The traditional fee-for-service system, where physicians, hospitals and other care providers receive payment based on the quantity of care is unsustainable. So, PTAC’s work is part of a nationwide effort to discover value-based models that provide financial incentives to providers based on the quality of care provided rather than the volume of care delivered.

How many proposals has PTAC received? Any from California?

So far we’ve received nine proposals as well as an additional 17 letters of intent from providers around the country including two from California. There are very clear guidelines established by the secretary on what criteria the submissions will be measured against. Last month, PTAC met to consider three of the nine proposals, and the committee decided to recommend two of them for consideration by Secretary Price.

Again, we know there are some very unique and potentially ground-breaking alternative payment models out there that could have an important, positive impact in our health care delivery system by improving quality and lowering costs and I hope those ideas continue to be submitted for evaluation.

How can health plans participate in this effort? Is Blue Shield doing anything in this area?

Broadly speaking, I believe health plans have a very important role in supporting the development, adoption and implementation of new value-based payment models that deliver high quality care to people while making the cost of that care sustainably affordable.

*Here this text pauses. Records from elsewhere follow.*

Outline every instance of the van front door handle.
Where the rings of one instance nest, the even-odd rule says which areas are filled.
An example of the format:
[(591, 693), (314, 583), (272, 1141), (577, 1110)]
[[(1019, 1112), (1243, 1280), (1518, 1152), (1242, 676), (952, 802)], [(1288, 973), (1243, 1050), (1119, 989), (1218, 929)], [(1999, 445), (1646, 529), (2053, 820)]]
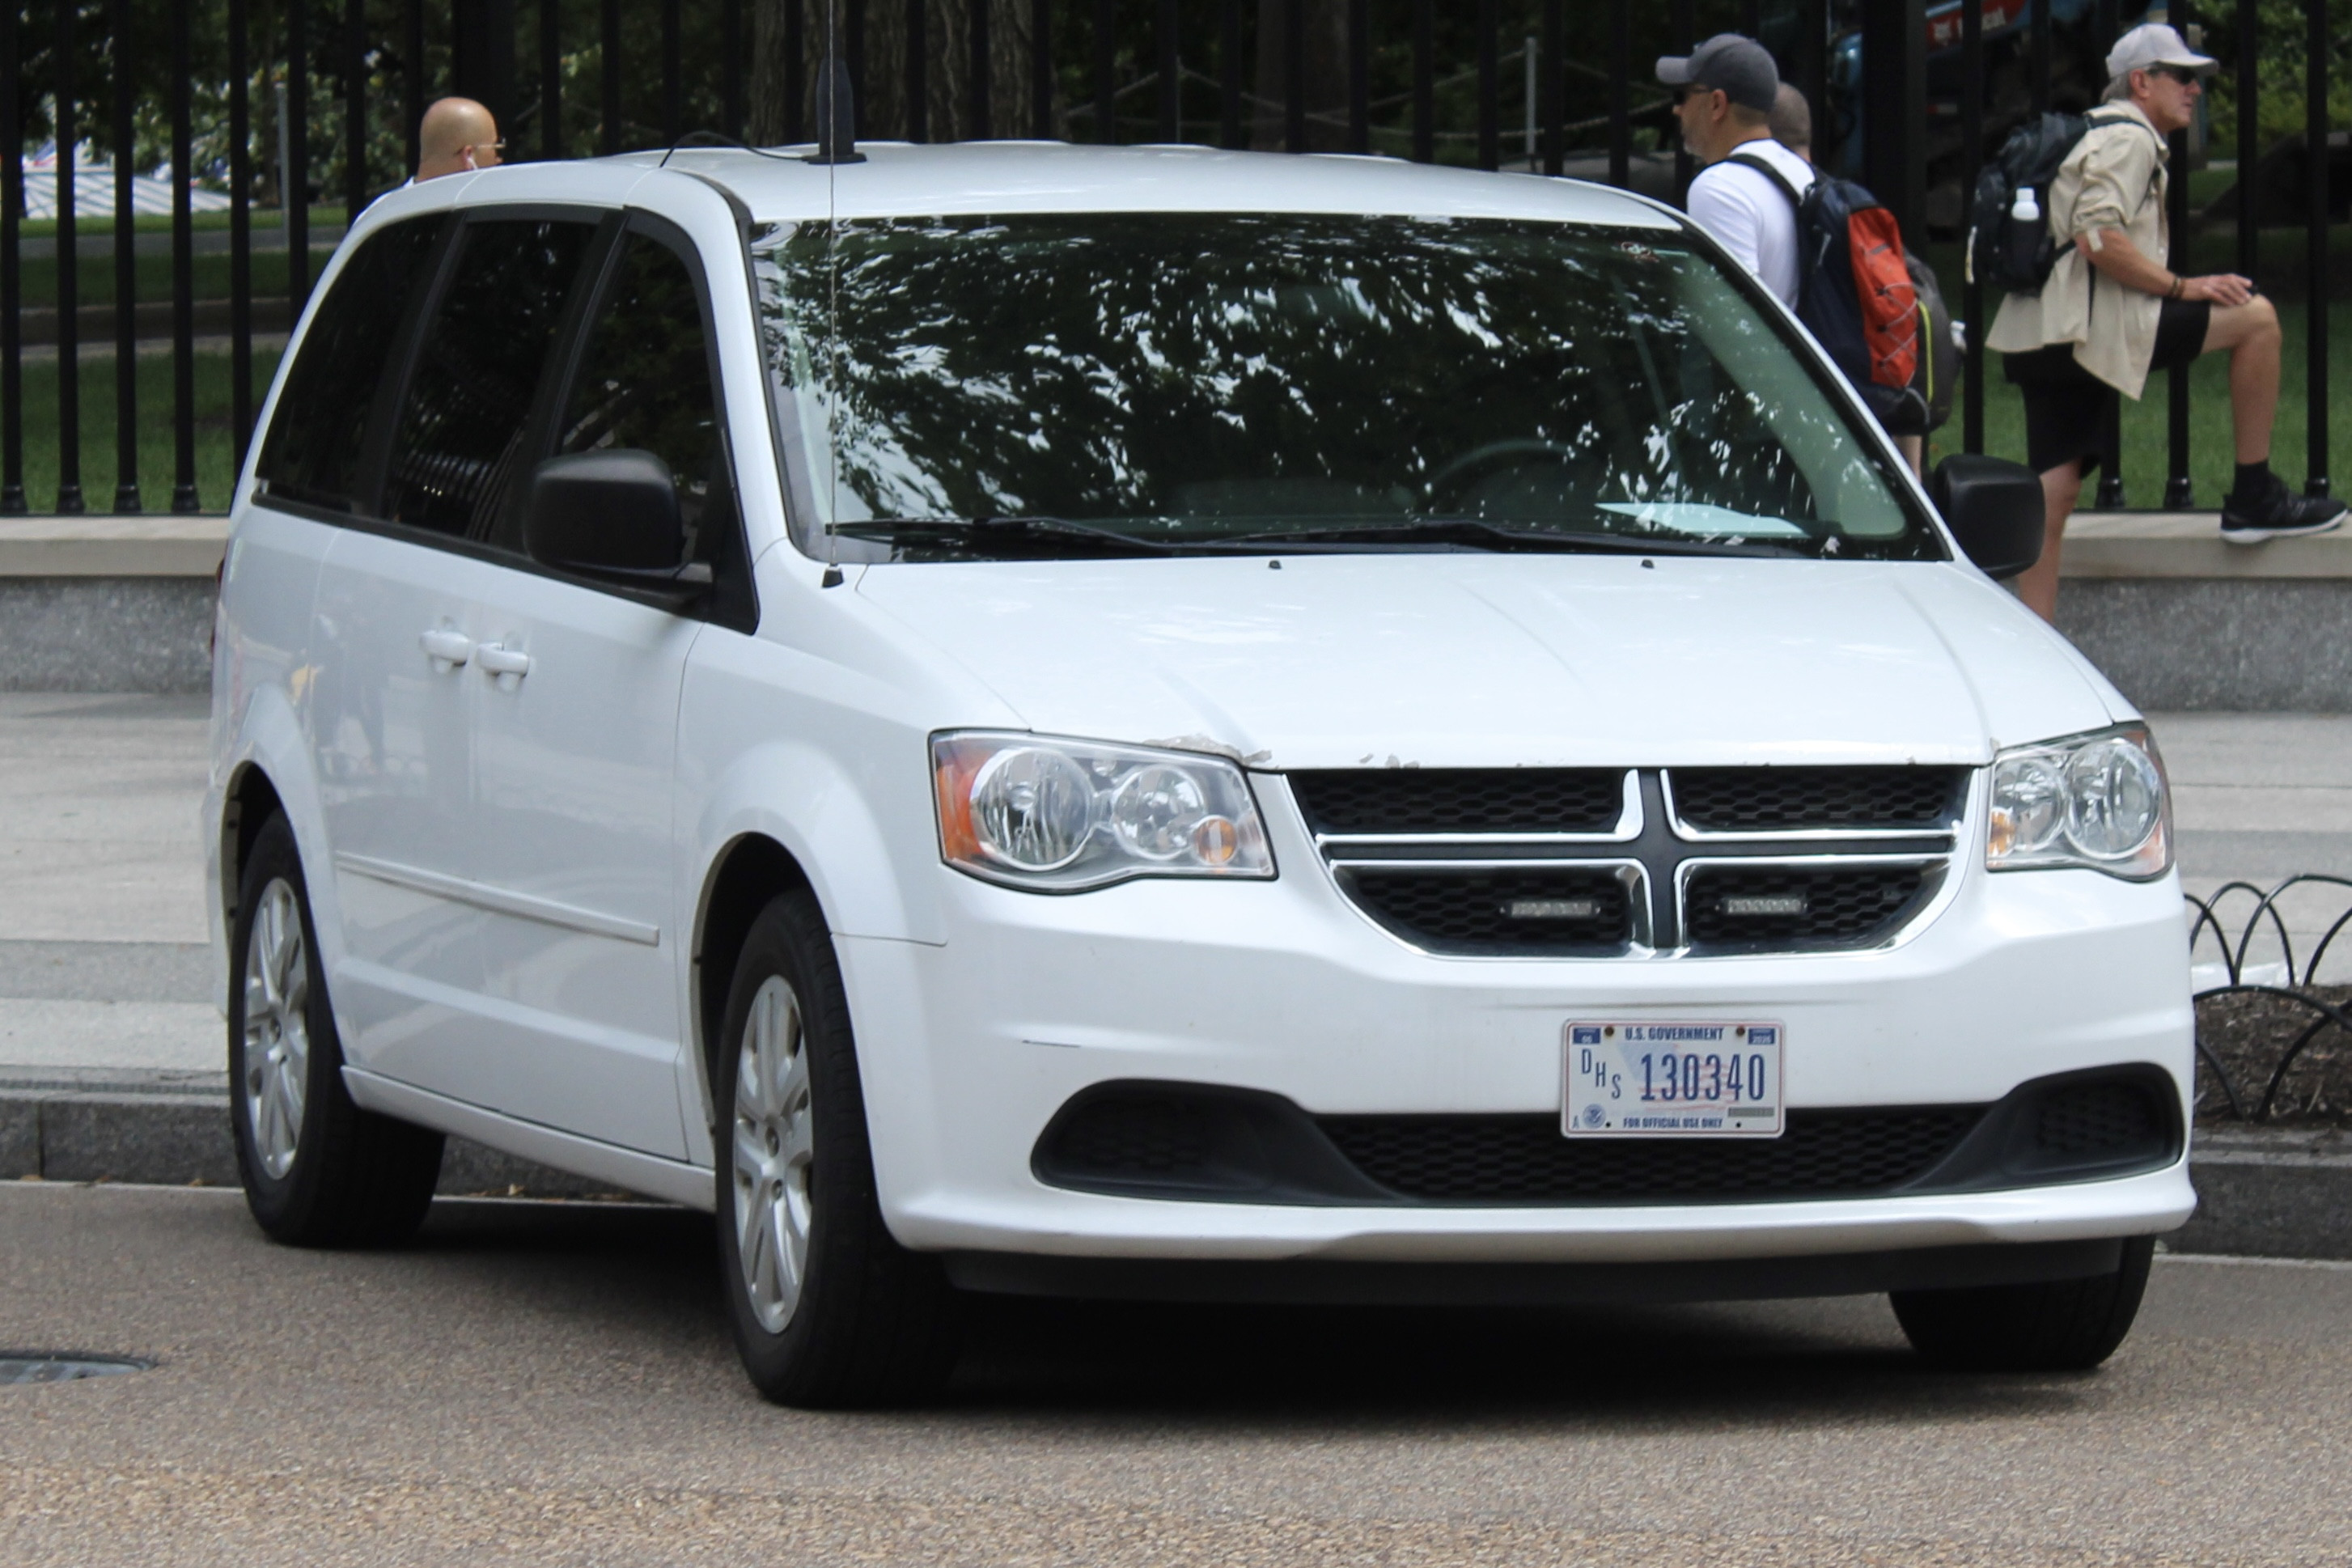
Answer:
[(455, 626), (436, 626), (419, 637), (416, 643), (436, 669), (456, 669), (474, 657), (473, 639)]
[[(482, 667), (484, 675), (511, 675), (520, 680), (530, 673), (530, 655), (519, 647), (504, 647), (494, 642), (486, 642), (474, 650), (474, 658)], [(499, 684), (504, 686), (507, 682), (501, 680)]]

Here at Blue Shield, we’ve already been on this path for some time. Our Accountable Care Organization (ACO) program is now in its seventh year and the goal of our ACOs is essentially similar to what PTAC is trying to accomplish. For us, what began as a single collaborative effort with Hill Physicians and Dignity Health in Sacramento now has grown into 42 ACO collaborations across California. Since we embarked on this journey, we estimate that the work with our ACO providers has improved clinical quality and saved about $440 million.

Still, our work is far from over and the requirements of the HHS secretary’s alternative payment model criteria is pushing us to be even more innovative on how we deliver truly value-based care. Blue Shield is applying to participate in Medicare’s Comprehensive Primary Care Plus (CPC+) Advanced Alternative Payment Model for January 1, 2019. Also, beginning in 2019, commercial plans will be able to participate with provider partners in other new alternative payment models. We need to ensure our systems and processes are capable of supporting providers with timely, accurate performance data as they participate in these new innovative models.

It’s a daunting challenge, but I’m confident that together, our healthcare industry – physicians, hospitals, health plans and other clinical providers – can make these much-needed improvements in our health care system.